(Des)crença
Se aproximou da construção devagar, não tinha pressa para chegar onde não queria ir. Se dirigir até aquele local, certamente o faria torcer o nariz, se pudesse. Olhou acima do arco do templo e viu o símbolo sagrado de Wynna “Deusa da Magia”, como a chamavam. Absurdo.
Por que esses extraplanares gostavam tanto de serem idolatrados? Costumava pensar, mas refletindo sobre isso, muita gente gostaria de ter uma horda de fanáticos que dedicam suas vidas a te adorar como algo sobrenatural, divino. Deu de ombros e teria estalado a língua, se pudesse.
Adentrou o salão principal onde alguns devotos estavam salpicados pelo local. Rezando, conversando e fazendo ilusões enquanto contavam histórias. Parecia mais uma taverna do que uma igreja, o que era bom — detestava os locais de oração de forma geral. Aproximou-se do que parecia ser um altar onde repousava apenas uma pequena estatueta de uma mulher. Balançou a cabeça e deu dois passos em direção da porta, era idiotice tentar algo sem ter uma crença genuína. Contudo, impediu-se de desistir e deixou a razão de lado para arriscar. Sentou-se em um dos vários bancos e teria respirado fundo, se pudesse.
— Wynna — começou baixinho, esperando que não o ouvissem falando sozinho como um imbecil — , dizem que você é a deusa da magia. Vou ser sincero, não acredito que tal coisa como deuses existam. Entretanto, eu acredito no poder e sei que existem seres que extrapolam meus conhecimentos.
Olhou nos arredores, continuava só.
— Dizem que você pode conferir poderes mágicos a qualquer um, mas, bem, eu já aprendi os mistérios arcanos ao voltar dos mortos. Porém, só com esses poderes, não posso curar e desafiar a morte como fazem os Clérigos. Não consigo trazer meus filhos de volta só com o conhecimento que tenho, não por completo. Sei trazer apenas seus corpos, mas talvez juntando isso com seus poderes… enfim, o que eu precisava de você era uma pequena ajuda — parou um tempo pra escolher palavras que não ofendesse o vazio para o qual se dirigia. — Precisava usar o que chamavam de magia divina, uma piada, claro. É apenas um tipo de magia que precisa de um contrato com um extraplanar poderoso.
Sentia-se um tolo. Ouvia os burburinhos do local enquanto as pessoas conversavam animadamente. Não podia ser um local sério e já não entendia bem por que estava se submetendo a isso.
— Você pede que os fanáticos que te seguem ensinem magia e usem-na para proteger. Pede que pratiquem a bondade e não matem seres mágicos. Bem, eu nunca fiz nada disso, eu sou um médico afinal de contas. Meu interesse é salvar vidas.
Eu sou um médico. A frase ressoou no seu crânio vazio, trazendo-o de volta a realidade.
— Quanta bobagem — resmungou enquanto se levantava, dirigindo-se a saída com passos largos.
Antes que colocasse os pés para fora, fora abordado por uma acólita; uma elfa com belas feições que o lembrava de alguém que jamais esqueceria.
— Senhor, perdoe-me, mas vai precisar disso.
A mulher estendia um broche para ele. Um anel metálico com uma espécie de pino para prendê-lo a roupa. A marca sagrada de Wynna.
— Não tem necessidade.
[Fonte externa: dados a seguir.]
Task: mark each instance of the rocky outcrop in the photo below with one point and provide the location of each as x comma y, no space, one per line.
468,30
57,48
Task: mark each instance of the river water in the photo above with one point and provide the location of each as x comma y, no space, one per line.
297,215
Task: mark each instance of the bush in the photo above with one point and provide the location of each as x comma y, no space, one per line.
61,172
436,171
Não creio nessas… coisas, e nem sei por que me dei ao trabalho de vir aqui.
A elfa franziu o cenho e seus olhos se ascenderam em um azul celeste, inspecionando auras mágicas no local. Ela abriu um sorriso e se aproximou, prendendo o broche na lapela do Osteon. Quando terminou de ajeitar, o anel brilhava em dourado.
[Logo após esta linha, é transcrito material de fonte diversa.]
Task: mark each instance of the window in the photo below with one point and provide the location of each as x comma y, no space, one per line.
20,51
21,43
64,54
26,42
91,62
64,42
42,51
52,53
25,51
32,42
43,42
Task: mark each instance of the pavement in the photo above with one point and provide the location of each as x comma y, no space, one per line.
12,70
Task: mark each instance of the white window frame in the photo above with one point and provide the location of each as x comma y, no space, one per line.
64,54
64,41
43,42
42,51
— Se não é um devoto, por que o símbolo de nossa graciosa deusa o reconhece como um?
De repente, Gaster sentia um poder mágico diferente percorrer seus ossos — e não era arcano, tinha certeza. O calor era quase febril e podia senti-lo, o que por si só, já era estranho o bastante. Palavras mágicas cruzaram sua mente como se fosse um milagre, apesar de não existirem, obviamente. Contudo, agora sabia como curar os enfermos e estancar sangramentos usando magia, mas por alguma razão esqueceu como invocar uma escuridão sobrenatural.
— Ah, então esse é o preço? — disse em voz alta sem perceber.
A acólita estranhou, mas o médico se desculpou pela fala desorientada e se retirou do local, voltando para a taverna da gnoma.
Estaria sorrindo, se pudesse.
******************************************
MAGICKA
— Ei, Wynna, por que você abençoou o ossudo? Ele nem gosta de você! — uma elfa perguntava deitada em um luxuoso sofá enquanto assistia aos acontecimentos de Arton numa espécie de vidro gigante.
— Por que vai ser engraçado, hora bolas!